83 motocyklistów z Polski i z zagranicy weźmie udział w XIII Międzynarodowym Motocyklowym Rajdzie Katyńskim, który w sobotę wyruszy spod Pomnika Katyńskiego przy Placu Zamkowym w Warszawie. Jak podkreślają organizatorzy, tegoroczny rajd będzie wyjątkowy. "Trasa prowadzi nie tylko przez tereny Kresów Rzeczypospolitej, ale i śladami oręża Jana III Sobieskiego, aby uczcić 330. rocznicę polskiego zwycięstwa pod Wiedniem" - powiedziała PAP Anna Ostrowska ze Stowarzyszenia Międzynarodowy Motocyklowy Rajd Katyński.

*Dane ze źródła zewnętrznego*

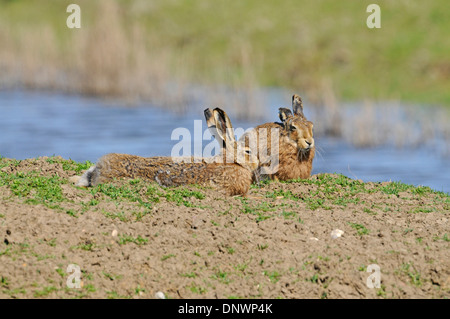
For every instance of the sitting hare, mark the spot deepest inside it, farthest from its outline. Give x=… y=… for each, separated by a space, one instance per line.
x=233 y=177
x=294 y=144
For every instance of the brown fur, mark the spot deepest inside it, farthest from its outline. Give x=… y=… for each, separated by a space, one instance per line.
x=231 y=178
x=295 y=154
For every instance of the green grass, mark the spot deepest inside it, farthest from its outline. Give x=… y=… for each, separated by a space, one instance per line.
x=125 y=239
x=294 y=44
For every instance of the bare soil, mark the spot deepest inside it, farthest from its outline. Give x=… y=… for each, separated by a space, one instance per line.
x=132 y=239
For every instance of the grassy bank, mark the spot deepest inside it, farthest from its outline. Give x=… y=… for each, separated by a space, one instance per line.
x=318 y=48
x=132 y=238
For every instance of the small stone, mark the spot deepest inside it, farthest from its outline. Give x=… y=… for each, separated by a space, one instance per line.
x=160 y=295
x=336 y=233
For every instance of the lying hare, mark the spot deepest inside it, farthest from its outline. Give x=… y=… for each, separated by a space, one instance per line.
x=232 y=177
x=295 y=143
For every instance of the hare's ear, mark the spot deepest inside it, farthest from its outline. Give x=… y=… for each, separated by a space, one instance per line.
x=224 y=128
x=297 y=105
x=210 y=121
x=284 y=113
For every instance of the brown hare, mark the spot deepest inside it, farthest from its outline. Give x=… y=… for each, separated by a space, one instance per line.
x=294 y=144
x=232 y=177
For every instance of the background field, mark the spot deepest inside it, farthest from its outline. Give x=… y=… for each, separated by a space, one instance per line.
x=146 y=49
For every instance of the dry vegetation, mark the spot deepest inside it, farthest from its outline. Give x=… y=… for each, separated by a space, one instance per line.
x=157 y=50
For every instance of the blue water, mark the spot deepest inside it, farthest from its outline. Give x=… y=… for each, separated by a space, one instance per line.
x=34 y=124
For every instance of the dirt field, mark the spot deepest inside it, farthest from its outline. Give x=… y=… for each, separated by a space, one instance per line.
x=132 y=239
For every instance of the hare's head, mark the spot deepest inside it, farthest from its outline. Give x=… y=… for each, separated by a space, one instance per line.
x=297 y=129
x=238 y=152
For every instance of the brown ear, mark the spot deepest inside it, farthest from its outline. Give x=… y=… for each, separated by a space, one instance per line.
x=224 y=128
x=297 y=105
x=209 y=118
x=284 y=113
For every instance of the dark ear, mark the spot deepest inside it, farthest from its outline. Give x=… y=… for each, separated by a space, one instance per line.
x=297 y=105
x=211 y=123
x=224 y=128
x=284 y=113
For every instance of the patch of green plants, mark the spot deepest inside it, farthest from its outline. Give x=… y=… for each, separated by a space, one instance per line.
x=35 y=189
x=71 y=165
x=273 y=276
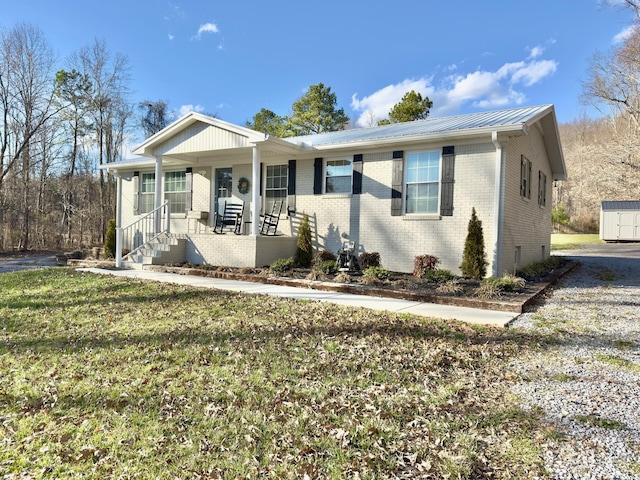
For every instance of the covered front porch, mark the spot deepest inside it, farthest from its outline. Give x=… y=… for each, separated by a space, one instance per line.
x=171 y=195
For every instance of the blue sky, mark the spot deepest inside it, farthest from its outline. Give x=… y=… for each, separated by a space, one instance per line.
x=232 y=58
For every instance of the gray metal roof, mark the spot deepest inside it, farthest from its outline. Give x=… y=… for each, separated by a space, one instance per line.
x=621 y=205
x=499 y=119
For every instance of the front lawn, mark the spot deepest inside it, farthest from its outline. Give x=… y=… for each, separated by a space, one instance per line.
x=106 y=378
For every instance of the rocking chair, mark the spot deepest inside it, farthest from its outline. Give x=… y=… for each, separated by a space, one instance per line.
x=230 y=219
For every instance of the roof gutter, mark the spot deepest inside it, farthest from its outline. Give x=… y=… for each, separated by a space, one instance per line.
x=498 y=217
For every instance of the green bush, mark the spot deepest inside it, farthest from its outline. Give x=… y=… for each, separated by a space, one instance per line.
x=282 y=265
x=369 y=259
x=474 y=262
x=323 y=255
x=328 y=267
x=379 y=273
x=423 y=264
x=506 y=283
x=304 y=246
x=438 y=275
x=110 y=240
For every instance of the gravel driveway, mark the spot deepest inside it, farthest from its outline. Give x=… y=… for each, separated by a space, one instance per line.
x=589 y=385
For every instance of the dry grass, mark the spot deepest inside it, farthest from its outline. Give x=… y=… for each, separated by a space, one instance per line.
x=106 y=378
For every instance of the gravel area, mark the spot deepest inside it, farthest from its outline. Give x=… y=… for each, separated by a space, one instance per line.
x=588 y=384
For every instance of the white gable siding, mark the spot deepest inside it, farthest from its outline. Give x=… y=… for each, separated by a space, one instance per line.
x=201 y=137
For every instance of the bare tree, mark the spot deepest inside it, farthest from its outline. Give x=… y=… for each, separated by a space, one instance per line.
x=26 y=104
x=109 y=110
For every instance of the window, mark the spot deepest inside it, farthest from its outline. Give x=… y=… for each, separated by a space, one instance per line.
x=276 y=187
x=525 y=177
x=175 y=191
x=338 y=176
x=423 y=182
x=147 y=192
x=542 y=189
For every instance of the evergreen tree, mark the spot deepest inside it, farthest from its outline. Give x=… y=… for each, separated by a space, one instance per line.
x=304 y=247
x=110 y=240
x=412 y=107
x=474 y=262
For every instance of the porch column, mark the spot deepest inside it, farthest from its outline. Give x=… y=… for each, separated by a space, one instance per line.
x=118 y=219
x=255 y=192
x=158 y=192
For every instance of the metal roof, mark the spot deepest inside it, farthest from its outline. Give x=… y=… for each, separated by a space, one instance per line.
x=497 y=120
x=621 y=205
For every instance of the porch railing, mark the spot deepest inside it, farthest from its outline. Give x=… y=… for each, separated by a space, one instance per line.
x=141 y=233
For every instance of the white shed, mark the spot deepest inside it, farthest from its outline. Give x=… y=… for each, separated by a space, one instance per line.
x=620 y=221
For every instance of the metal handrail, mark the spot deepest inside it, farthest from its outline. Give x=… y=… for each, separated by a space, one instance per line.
x=142 y=232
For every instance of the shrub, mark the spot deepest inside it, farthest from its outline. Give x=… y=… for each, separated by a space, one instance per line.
x=369 y=259
x=110 y=240
x=506 y=283
x=474 y=262
x=379 y=273
x=450 y=287
x=324 y=255
x=282 y=265
x=328 y=267
x=343 y=277
x=424 y=263
x=304 y=247
x=438 y=275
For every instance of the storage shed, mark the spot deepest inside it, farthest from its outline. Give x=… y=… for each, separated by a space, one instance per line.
x=620 y=221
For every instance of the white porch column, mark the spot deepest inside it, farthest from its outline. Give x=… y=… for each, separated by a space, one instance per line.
x=118 y=220
x=158 y=192
x=255 y=192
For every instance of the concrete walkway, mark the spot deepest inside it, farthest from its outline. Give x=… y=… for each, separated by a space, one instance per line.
x=469 y=315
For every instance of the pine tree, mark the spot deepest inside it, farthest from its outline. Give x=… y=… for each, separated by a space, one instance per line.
x=474 y=262
x=304 y=247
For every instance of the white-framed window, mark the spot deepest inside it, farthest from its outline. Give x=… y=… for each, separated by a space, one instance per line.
x=422 y=182
x=542 y=189
x=147 y=192
x=175 y=191
x=525 y=177
x=337 y=175
x=276 y=186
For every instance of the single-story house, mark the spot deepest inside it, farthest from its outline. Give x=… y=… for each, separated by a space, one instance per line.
x=401 y=190
x=620 y=221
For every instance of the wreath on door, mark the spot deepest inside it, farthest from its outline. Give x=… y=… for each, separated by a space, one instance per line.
x=243 y=185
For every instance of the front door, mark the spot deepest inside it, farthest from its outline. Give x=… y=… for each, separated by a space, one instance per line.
x=224 y=182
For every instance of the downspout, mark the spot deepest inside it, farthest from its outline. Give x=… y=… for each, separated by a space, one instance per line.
x=498 y=216
x=118 y=219
x=255 y=192
x=158 y=192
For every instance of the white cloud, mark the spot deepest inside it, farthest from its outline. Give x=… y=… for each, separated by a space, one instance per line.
x=184 y=109
x=207 y=28
x=624 y=34
x=480 y=88
x=536 y=52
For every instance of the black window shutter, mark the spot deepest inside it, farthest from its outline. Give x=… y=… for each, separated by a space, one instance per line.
x=397 y=177
x=317 y=176
x=291 y=187
x=447 y=182
x=357 y=174
x=189 y=182
x=136 y=192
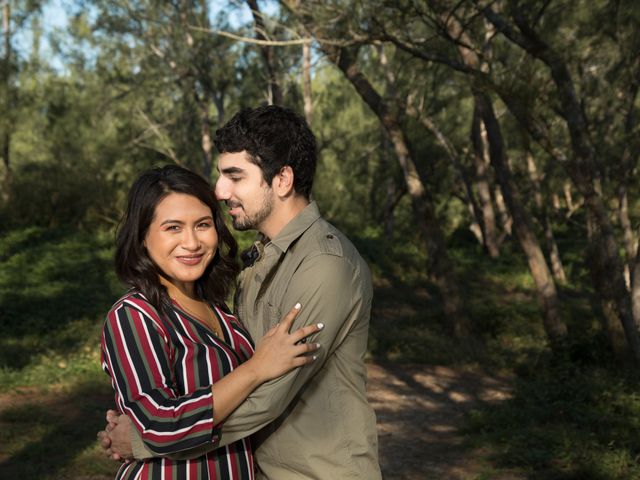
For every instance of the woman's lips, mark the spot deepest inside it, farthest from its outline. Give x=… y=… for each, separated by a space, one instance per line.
x=190 y=260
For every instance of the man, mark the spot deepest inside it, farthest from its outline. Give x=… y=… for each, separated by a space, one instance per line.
x=314 y=422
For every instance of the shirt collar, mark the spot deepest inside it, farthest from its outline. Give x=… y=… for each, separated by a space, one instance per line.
x=296 y=227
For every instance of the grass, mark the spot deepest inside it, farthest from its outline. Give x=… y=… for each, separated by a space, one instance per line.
x=577 y=418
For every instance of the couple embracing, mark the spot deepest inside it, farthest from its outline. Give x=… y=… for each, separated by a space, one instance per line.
x=196 y=398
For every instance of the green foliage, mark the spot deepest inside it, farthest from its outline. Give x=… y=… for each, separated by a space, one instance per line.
x=54 y=286
x=564 y=421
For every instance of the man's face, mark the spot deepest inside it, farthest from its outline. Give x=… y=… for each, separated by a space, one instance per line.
x=241 y=186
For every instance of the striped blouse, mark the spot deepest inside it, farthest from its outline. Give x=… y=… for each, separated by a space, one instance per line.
x=162 y=368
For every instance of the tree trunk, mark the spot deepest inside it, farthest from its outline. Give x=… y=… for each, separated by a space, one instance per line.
x=274 y=90
x=582 y=169
x=635 y=285
x=627 y=231
x=554 y=254
x=6 y=125
x=488 y=225
x=424 y=211
x=454 y=157
x=555 y=327
x=306 y=81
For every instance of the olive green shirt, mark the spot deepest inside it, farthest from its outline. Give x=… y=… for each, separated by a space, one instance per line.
x=314 y=422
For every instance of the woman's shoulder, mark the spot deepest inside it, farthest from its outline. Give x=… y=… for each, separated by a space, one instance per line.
x=134 y=300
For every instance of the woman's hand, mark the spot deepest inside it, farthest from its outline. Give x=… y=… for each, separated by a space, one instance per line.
x=280 y=351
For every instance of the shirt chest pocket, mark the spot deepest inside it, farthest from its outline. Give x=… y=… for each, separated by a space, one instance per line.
x=271 y=315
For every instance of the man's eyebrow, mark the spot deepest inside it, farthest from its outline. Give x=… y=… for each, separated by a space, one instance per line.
x=232 y=170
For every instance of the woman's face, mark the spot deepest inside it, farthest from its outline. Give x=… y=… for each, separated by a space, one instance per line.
x=182 y=239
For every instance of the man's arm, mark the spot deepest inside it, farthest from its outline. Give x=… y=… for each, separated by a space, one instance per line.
x=332 y=292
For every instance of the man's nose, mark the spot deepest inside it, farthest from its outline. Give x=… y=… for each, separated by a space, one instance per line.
x=222 y=189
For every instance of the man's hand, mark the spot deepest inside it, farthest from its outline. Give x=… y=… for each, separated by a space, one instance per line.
x=114 y=439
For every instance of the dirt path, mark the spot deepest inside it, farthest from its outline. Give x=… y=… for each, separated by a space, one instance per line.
x=419 y=409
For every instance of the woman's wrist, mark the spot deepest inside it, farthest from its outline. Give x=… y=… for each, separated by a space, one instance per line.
x=253 y=372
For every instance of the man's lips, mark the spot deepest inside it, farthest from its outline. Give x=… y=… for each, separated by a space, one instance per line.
x=234 y=208
x=190 y=259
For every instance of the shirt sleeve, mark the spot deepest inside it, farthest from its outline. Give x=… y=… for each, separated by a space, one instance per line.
x=136 y=355
x=331 y=291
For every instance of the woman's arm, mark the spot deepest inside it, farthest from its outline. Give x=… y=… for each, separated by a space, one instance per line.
x=136 y=355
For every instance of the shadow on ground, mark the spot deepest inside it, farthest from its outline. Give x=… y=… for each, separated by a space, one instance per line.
x=50 y=435
x=420 y=410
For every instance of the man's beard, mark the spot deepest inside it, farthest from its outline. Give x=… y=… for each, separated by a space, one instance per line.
x=251 y=222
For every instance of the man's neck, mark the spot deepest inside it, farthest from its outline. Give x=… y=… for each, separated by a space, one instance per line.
x=282 y=214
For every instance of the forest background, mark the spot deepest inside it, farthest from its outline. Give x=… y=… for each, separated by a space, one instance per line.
x=482 y=155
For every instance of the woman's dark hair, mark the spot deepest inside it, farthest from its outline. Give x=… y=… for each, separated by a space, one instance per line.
x=133 y=264
x=274 y=137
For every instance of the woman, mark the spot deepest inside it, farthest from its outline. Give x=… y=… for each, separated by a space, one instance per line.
x=178 y=361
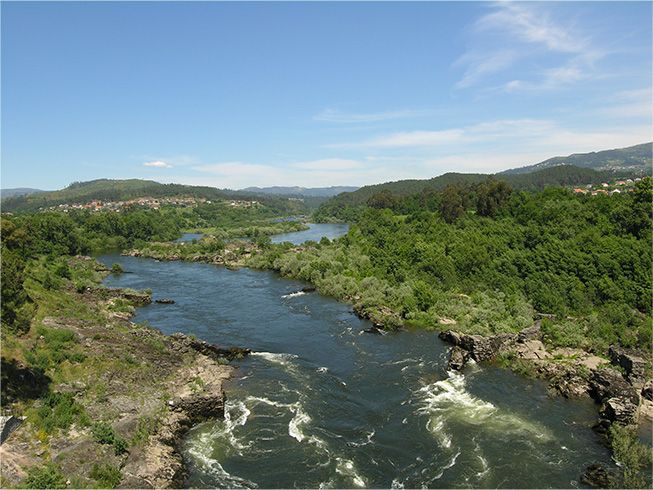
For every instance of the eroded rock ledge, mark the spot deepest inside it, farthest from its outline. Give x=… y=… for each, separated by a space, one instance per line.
x=620 y=389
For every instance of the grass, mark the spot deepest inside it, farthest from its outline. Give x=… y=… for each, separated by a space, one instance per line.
x=105 y=475
x=57 y=411
x=46 y=476
x=103 y=433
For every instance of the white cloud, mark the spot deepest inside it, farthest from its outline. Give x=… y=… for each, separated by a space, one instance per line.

W tym roku rajd potrwa trzy tygodnie, trasa będzie liczyła ponad 7,5 tys. km i poprowadzi przez Polskę, Litwę, Białoruś, Rosję, Ukrainę, a także Słowację, Węgry, Austrię i Czechy. Zakończy się 15 września w miejscu startu, czyli przy Pomniku Katyńskim.
Stowarzyszenie, którego głównymi celami jest pielęgnowanie tradycji narodowych, ale także udzielanie pomocy Polakom na Wschodzie (na terenie byłych republik ZSRR), od kilkunastu lat organizuje rajdy do miejsc mordu i pochówku patriotów polskich.
W tym roku rajd potrwa trzy tygodnie, trasa będzie liczyła ponad 7,5 tys. km i poprowadzi przez Polskę, Litwę, Białoruś, Rosję, Ukrainę, a także Słowację, Węgry, Austrię i Czechy. Zakończy się 15 września w miejscu startu, czyli przy Pomniku Katyńskim.
"Rokrocznie stajemy przed dylematem, jak zaplanować trasę, aby odwiedzić wszystkich tych, którzy tam na nas czekają. Musimy wybierać, bo okazuje się, że trzy tygodnie to zdecydowanie za mało" – powiedział komandor Rajdów Katyńskich, ich organizator i pomysłodawca Wiktor Węgrzyn.
"Mimo że to nasza trzynasta podróż motocyklami na Kresy Rzeczypospolitej, każdy rajd jest niepowtarzalny, pełen wrażeń i niezwykłych wzruszających spotkań" - dodał.
W tym roku - jak zaznaczył Węgrzyn - w ramach XIII Rajdu zorganizowane będą aż trzy motocyklowe rajdy: Rajd Wiedeński, Rajd Ponary oraz Rajd Huta Pieniacka.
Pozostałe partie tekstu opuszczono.